Hi everyone,
As well as Bullivant's other firms were involved. I have a copy of *The wire rope and
its applications* by W. E. Hipkins, 1896. Hipkins was MD of J & W Wright, Ltd,
Universe Works, Garrison Street, Birmingham.
Wright's were founded in 1770 and as well as the Universe works at Birmingham
that had another Universe works at Millwall. ??Does this mean they were the
ancestor of Bullivants??
They made the ropes for launching the Great Eastern, and may well have been
London based then. The firm manufactured the 2,300 nautical-miles length of cables
for the Transatlantic Electric Telegaphy Company in 1865-66, and on the basis of
this they seem to have been major players in the rope-making trade.
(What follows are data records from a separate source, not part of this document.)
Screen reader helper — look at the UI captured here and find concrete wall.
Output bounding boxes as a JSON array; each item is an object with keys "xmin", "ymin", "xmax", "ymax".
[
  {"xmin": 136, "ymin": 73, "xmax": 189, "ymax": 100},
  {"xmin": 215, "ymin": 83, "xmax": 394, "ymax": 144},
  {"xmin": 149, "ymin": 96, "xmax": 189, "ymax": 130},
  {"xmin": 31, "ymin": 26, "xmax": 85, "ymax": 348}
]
The book is 4to format and has about 200 pages in total There are sections on all
aspects of the wire rope, covering: an historical sketch, aerial cableways, wire rope
driving, undergound haulage, wire rope manufacture, wire ropes for cranes, lifts,
mine-shaft guide rods, and steel cable suspension bridges. The book concludes with
a number of technical tables and pages of advertisements for Wright's other
products, such as woven coal sacks.
The book is well illustrated with some black and white photographs and a good
number of high-quality coloured lithographs.
All the coloured drawings are highly detailed but are not site-specific, The B&W
photographs only show cableways used in textile mill complexes for shifting part-
finished good round the plant. There is one photograph of a wire-rope suspension
bridge at Trentham Park, Staffordshire.
2 systems were described - the "Universe" endless system with a continuously
running rope, ane the "Stationary or double cable" system, where a light cable hauls
cars along a fixed heavy-duty cable.
The section *wire ropes* in the article "ropes and rope making* in the 11ed of
Britannica (vol 23) 1910-11, claims that flexible wire ropes were the invention of
Bullivants, and the piece seems to have been based on the information in the
Bullivant catalogue. The work of the Wrights is not mentioned.
I am not aware of any modern published study of the history of above-ground wire
rope haulage. If anyone can trace enough decent photographs and is interested in
writing such a book, I shall be very happy to hear from them.